The features are set to the approximate samples from the posterior \(p(z|x)\) and a classifier such as transductive SVM (few unlabeled data near the margins) or multinomial regression is trained on this features. #### Generative semi-supervised model (M2): A probabilistic model that describes the data as being generated by a latent class variable \(y\) as well as the continuous latent variable \(z\): \(p(y) = Cat(y|\pi)\); \(p(z) = \mathcal N(z|0,I)\) and \(p\_\theta(x|y,z) = f(x;y,z,\theta)\)
\(Cat(y|\pi)\) is the multinomial distrib. and the class labels are treated as latent variable if the data point is unlabelled. ==The two latent variables are marginally independent==.
\[ q_\phi(z, y|x) = q_\phi(z|x)q_\phi(y|x)\]
specified as gaussian and multinomial distributions.
\[ M1: q_\phi(z|x) = \mathcal N(z | \mu_\phi(x), diag(\sigma^2_\phi(x))\\ M2: q_\phi(z|y, x) = \mathcal N(z | \mu_\phi(y,x), diag(\sigma^2_\phi(x));\:q_\phi(y|x) = Cat(y|\pi_\phi(x)) \]
The functions parameterized by \(\phi\) are represented as MLPs. For M1, the variational bound is:\[ -\mathcal J(x) = E_{q_\phi(z|x)}\left[\log p_\theta(x|z)\right] - KL[q_\phi(z|x)|| p_\theta(z)] \]
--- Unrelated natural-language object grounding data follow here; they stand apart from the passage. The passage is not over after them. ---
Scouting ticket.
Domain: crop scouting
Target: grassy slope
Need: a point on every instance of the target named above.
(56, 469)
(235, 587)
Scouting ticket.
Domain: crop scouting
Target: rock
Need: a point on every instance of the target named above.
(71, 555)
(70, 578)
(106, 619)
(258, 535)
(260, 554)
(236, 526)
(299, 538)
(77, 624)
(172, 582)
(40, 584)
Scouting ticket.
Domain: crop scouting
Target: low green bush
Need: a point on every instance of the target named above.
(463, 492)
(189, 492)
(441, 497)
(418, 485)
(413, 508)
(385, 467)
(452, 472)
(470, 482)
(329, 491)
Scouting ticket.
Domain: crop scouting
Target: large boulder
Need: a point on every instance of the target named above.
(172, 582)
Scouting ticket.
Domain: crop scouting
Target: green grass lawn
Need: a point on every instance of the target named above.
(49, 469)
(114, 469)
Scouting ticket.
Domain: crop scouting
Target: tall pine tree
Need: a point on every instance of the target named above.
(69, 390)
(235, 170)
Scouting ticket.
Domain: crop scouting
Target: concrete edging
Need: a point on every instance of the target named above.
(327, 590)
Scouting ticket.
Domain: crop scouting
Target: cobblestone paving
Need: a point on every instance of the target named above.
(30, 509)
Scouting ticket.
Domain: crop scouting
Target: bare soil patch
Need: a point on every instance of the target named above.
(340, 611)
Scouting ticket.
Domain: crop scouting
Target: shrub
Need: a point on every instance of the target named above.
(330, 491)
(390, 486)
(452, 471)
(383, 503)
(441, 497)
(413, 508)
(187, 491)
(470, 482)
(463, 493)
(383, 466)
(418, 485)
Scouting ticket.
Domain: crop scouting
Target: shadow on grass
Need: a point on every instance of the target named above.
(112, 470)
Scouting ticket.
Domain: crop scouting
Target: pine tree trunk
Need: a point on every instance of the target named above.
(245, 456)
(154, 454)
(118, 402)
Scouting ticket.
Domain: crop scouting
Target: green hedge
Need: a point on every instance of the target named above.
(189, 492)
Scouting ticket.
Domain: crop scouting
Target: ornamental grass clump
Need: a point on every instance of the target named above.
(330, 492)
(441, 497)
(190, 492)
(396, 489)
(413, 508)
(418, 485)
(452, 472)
While for M2, we distinguish between the labelled and unlabelled bound:
\[ \begin{align} -\mathcal L(x, y) & = E_{q_\phi(y,z|x)}\left[\log p_\theta(x|y,z) + \log p_\theta(y) + \log p(z) - \log q_\phi(z|x,y)\right] - KL[q_\phi(z|x)|| p_\theta(z)]\\ -\mathcal U(x) & = \sum_y q_\phi(y|x)(-\mathcal L(x,y)) + \mathcal H(q_\phi(y|x))\\ \mathcal J & = \sum_{(x,y)\sim \tilde p_l} \mathcal L(x,y) + \sum_{x \sim \tilde p_u} \mathcal U(x) \end{align} \]
Unfortunately the label predictive distribution \(q\_\phi(y|x)\) intervene only on the unlabelled term of the bound. To remedy this, an additional classification loss on labelled data is added.\[ \mathcal J^\alpha = \mathcal J + \alpha E_{\tilde p_l(x,y)}\left[- \log q_\phi(y|x)\right] \]
In experiments \(\alpha = 0.1 N\) The optimization of the variational lower bound is perfrmed via AEVB.